Keola got that job in Hilo. Not only is it a job that rewards the effort he made to earn his Master's Degree, but it's a job that he knows he'll enjoy doing, working with staff and students that he cares a great deal about.
Waiting these two years and everything that happened in that time composes the most difficult period of my life to date, but we made it through, and it HAS made us stronger.
I've never talked this way on the blog, but I just need to say that God did not abandon us. He put the MOST amazing people in my life to buoy me up. He strengthened me while I cared for my nieces. He allowed me to develop new talents and skills. He helped us help Grandma move out from under the crushing burden of an expensive mortgage (that process is almost complete). He helped our relationships with our family here to grow. And on top of all that, I've written about a lot of these things, and I know my thoughts and experiences have helped others.
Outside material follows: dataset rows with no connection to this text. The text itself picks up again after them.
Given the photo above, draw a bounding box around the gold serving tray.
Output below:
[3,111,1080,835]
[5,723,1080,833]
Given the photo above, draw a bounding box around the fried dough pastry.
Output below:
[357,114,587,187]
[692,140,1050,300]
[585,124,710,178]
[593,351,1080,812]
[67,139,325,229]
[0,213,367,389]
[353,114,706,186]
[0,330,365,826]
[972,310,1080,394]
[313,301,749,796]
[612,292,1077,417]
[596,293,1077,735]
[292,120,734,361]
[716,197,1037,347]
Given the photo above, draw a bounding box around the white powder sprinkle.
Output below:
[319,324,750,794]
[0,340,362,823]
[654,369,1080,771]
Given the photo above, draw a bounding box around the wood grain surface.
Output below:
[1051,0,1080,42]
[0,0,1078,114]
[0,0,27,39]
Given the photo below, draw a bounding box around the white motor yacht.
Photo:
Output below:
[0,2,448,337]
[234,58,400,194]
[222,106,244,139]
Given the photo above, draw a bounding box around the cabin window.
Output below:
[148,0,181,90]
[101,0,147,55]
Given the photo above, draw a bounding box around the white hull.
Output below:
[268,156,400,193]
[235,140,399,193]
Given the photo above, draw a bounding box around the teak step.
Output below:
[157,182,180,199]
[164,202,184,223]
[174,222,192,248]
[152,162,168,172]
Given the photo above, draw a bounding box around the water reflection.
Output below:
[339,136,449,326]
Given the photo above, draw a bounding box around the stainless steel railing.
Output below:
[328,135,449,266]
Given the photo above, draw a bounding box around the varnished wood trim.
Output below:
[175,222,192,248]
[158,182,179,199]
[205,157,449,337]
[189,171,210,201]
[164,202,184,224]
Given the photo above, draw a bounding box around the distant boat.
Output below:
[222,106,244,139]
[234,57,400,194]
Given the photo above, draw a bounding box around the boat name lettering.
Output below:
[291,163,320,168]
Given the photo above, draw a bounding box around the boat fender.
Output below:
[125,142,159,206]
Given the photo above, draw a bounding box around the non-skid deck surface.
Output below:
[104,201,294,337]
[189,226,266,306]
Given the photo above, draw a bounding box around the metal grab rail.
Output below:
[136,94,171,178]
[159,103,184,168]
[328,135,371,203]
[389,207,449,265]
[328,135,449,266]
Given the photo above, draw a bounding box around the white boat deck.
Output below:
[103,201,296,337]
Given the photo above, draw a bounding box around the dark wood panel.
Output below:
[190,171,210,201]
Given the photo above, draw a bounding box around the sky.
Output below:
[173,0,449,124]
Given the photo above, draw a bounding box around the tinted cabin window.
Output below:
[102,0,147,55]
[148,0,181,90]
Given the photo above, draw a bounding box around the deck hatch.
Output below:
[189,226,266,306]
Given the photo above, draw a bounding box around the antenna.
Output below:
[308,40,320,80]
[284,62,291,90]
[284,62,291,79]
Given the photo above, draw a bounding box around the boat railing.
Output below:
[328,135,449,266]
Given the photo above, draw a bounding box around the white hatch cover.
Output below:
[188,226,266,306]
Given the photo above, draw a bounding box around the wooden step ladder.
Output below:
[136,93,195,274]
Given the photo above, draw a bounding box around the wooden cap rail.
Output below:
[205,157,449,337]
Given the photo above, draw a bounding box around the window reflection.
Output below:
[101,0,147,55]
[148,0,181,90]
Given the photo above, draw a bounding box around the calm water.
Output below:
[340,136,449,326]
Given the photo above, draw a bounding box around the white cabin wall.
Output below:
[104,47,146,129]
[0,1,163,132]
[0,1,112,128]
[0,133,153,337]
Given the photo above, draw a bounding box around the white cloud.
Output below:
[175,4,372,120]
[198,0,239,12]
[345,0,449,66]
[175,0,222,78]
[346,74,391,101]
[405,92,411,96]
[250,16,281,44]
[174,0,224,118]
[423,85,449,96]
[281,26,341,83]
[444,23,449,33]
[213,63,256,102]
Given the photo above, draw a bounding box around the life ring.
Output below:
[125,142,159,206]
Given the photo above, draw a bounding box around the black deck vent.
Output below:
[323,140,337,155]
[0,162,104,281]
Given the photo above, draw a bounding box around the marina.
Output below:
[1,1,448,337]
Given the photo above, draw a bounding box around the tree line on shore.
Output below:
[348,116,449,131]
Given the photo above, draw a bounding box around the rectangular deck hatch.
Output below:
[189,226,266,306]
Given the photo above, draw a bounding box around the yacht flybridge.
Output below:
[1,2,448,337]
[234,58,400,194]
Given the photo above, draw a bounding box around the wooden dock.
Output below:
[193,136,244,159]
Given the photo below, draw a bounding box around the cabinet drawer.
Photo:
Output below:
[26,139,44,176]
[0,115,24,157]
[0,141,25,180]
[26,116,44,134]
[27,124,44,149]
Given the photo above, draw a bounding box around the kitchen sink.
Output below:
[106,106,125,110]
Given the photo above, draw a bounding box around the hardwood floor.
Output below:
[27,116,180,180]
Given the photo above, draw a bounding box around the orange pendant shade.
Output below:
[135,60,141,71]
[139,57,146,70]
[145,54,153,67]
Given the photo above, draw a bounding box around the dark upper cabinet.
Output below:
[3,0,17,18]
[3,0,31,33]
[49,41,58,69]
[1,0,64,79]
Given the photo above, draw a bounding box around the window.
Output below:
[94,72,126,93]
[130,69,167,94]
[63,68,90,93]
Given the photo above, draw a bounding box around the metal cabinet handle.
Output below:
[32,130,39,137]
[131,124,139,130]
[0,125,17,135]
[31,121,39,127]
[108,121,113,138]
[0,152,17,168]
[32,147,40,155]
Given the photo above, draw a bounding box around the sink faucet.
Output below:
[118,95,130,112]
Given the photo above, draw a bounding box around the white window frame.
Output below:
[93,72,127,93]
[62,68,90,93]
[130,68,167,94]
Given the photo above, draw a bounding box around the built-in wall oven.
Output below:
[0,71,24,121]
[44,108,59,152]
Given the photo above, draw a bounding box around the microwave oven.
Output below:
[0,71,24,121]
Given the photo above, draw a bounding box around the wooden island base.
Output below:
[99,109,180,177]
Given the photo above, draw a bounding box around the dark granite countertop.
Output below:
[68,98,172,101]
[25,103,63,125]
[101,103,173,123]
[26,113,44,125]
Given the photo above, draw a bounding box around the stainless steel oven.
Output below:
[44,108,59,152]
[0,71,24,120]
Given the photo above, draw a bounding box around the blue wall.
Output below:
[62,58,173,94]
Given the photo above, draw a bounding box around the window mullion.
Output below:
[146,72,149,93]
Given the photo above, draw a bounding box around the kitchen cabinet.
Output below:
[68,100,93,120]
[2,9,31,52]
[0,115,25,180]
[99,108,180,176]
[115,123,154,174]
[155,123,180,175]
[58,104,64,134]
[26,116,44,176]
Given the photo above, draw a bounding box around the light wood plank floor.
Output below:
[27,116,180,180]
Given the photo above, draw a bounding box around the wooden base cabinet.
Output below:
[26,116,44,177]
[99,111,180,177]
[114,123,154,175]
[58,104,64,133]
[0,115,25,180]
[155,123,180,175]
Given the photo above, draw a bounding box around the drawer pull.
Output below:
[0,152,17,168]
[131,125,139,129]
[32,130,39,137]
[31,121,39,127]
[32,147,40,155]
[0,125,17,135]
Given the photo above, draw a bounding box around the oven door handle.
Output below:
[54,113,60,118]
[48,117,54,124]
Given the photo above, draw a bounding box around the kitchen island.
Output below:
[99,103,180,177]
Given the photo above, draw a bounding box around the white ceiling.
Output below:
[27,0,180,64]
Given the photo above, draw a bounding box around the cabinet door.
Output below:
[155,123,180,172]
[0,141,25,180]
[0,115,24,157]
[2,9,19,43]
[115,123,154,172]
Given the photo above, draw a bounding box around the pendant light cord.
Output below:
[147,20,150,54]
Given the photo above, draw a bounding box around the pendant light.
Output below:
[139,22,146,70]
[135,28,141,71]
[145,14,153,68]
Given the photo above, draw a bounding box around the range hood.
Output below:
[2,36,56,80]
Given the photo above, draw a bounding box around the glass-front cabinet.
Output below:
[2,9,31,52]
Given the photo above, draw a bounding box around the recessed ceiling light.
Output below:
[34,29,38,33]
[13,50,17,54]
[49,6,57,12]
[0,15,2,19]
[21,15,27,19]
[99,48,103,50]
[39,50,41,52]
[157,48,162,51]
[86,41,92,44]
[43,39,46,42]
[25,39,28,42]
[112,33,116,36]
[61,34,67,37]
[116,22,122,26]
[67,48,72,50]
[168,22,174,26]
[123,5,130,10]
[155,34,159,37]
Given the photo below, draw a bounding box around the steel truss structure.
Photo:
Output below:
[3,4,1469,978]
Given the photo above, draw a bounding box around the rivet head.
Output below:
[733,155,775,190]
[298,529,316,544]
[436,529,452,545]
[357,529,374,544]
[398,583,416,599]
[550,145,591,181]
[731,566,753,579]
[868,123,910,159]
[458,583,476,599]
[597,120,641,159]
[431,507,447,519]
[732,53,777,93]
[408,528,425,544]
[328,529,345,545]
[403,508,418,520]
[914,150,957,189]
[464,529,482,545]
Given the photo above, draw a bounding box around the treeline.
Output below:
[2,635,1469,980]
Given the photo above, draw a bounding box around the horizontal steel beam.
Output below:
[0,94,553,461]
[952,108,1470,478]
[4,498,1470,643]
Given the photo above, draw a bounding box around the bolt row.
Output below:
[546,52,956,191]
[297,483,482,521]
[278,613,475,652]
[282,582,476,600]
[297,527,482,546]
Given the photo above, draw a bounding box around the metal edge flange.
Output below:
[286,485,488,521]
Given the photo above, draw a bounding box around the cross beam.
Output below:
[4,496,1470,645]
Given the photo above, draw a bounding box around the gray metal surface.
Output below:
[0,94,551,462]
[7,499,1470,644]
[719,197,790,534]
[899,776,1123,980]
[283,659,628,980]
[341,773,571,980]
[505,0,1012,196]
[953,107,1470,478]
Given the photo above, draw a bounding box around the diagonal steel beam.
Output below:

I know he's done much, MUCH more for me that I don't even recognize, but I'm grateful for the journey we've been on. It has given me more strength, more patience, more empathy, more knowledge, more faith, more gratitude, more peace, and I am convinced that I am a better version of myself.
If you are in a situation where you are at the end of your rope, just keep swimming. From the other end of bad, I can see now that things really do get better.
Start date set for mid-November. Moving date a little before then.